Distributed Systems: Cassandra, DataStax, a Short SITREP

SITREP = Situation Report. It’s military speak. 💂🏻‍♂️

Apache Cassandra is one of the most popular databases in use today. It has many characteristics and distinctive architectural details. In this post I’ll provide a description and some details for a number of these features and characteristics, divided as such. Then, after that (i.e. toward the end, so skip there if you just want to the differences) I’m doing to summarize key differences with the latest release of the DataStax Enterprise 6 version of the database.

Cassandra Characteristics

Cassandra is a linearly scalable, highly available, fault tolerant, distributed database. That is, just to name a few of the most important characteristics. The Cassandra database is also cross-platform (runs on any operating systems), multi-cloud (runs on and across multiple clouds), and can survive regional data center outages or even in multi-cloud scenarios entire cloud provider outages!

Columnar Store, Column Based, or Column Family? What? Ok, so you might have read a number of things about what Cassandra actually is. Let’s break this down. First off, a columnar or column store or column oriented database guarantees data location for a single column in a node on disk. The column may span a bunch of or all of the rows that depend on where or how you specify partitions. However, this isn’t what the Cassandra Database uses. Cassandra is a column-family database.

A column-family storage architecture makes sure the data is stored based on locality of the data at the partition level, not the column level. Cassandra partitions group rows and columns split by a partition key, then clustered together by a specified clustering column or columns. To query Cassandra, because of this, you must know the partition key in order to avoid full data scans!

Cassandra has these partitions that guarantee to be on the same node and sort strings table (referred to most commonly as an SSTable *) in the same location within that file. Even though, depending on the compaction strategy, this can change things and the partition can be split across multiple files on a disk. So really, data locality isn’t guaranteed.

Column-family stores are great for high throughput writes and the ability to linearly scale horizontally (ya know, getting lots and lots of nodes in the cloud!). Reads using the partition key are extremely fast since this key points to exactly where the data resides. However, this often – at least last I know of – leads to a full scan of the data for any type of ad-hoc query.

A sort of historically trivial but important point is the column-family term comes from the storage engine originally used based on a key value store. The value was a set of column value tuples, which where often referenced as family, and later this family was abstracted into partitions, and then the storage engine was matched to that abstraction. Whew, ok, so that’s a lot of knowledge being coagulated into a solid eh!  [scuse’ my odd artful language use if you visualized that!]

With all of this described, a that little history sprinkled in, when reading the description of Cassandra in the README.asc file of the actual Cassandra Github Repo things make just a little more sense.

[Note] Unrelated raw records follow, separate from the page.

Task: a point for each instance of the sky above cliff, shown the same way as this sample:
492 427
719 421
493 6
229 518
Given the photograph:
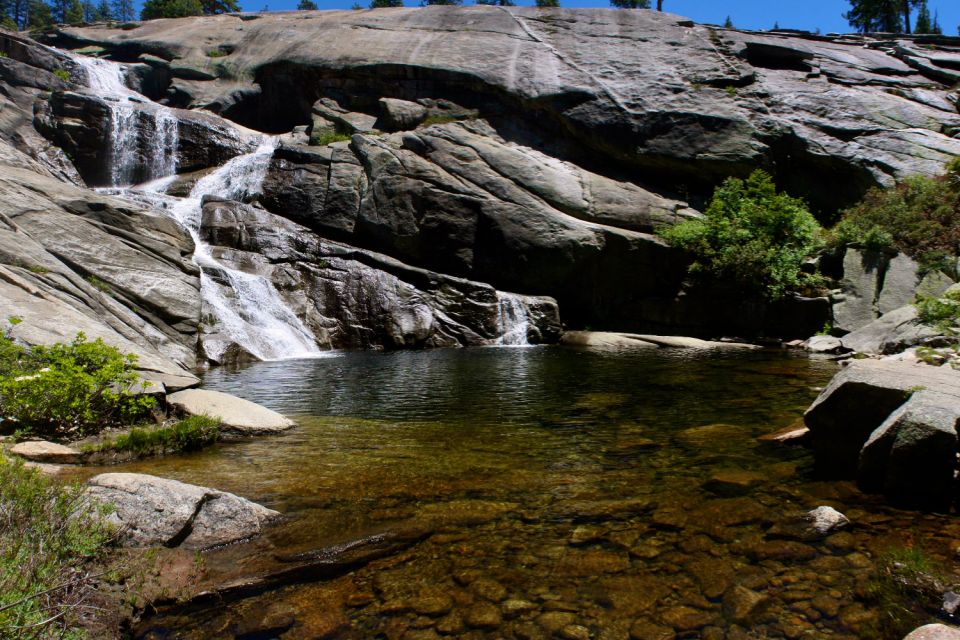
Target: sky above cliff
826 15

In the file it starts off with a description,

Apache Cassandra is a highly-scalable partitioned row store. Rows are organized into tables with a required primary key.

Partitioning means that Cassandra can distribute your data across multiple machines in an application-transparent matter. Cassandra will automatically repartition as machines are added and removed from the cluster.

Row store means that like relational databases, Cassandra organizes data by rows and columns. The Cassandra Query Language (CQL) is a close relative of SQL.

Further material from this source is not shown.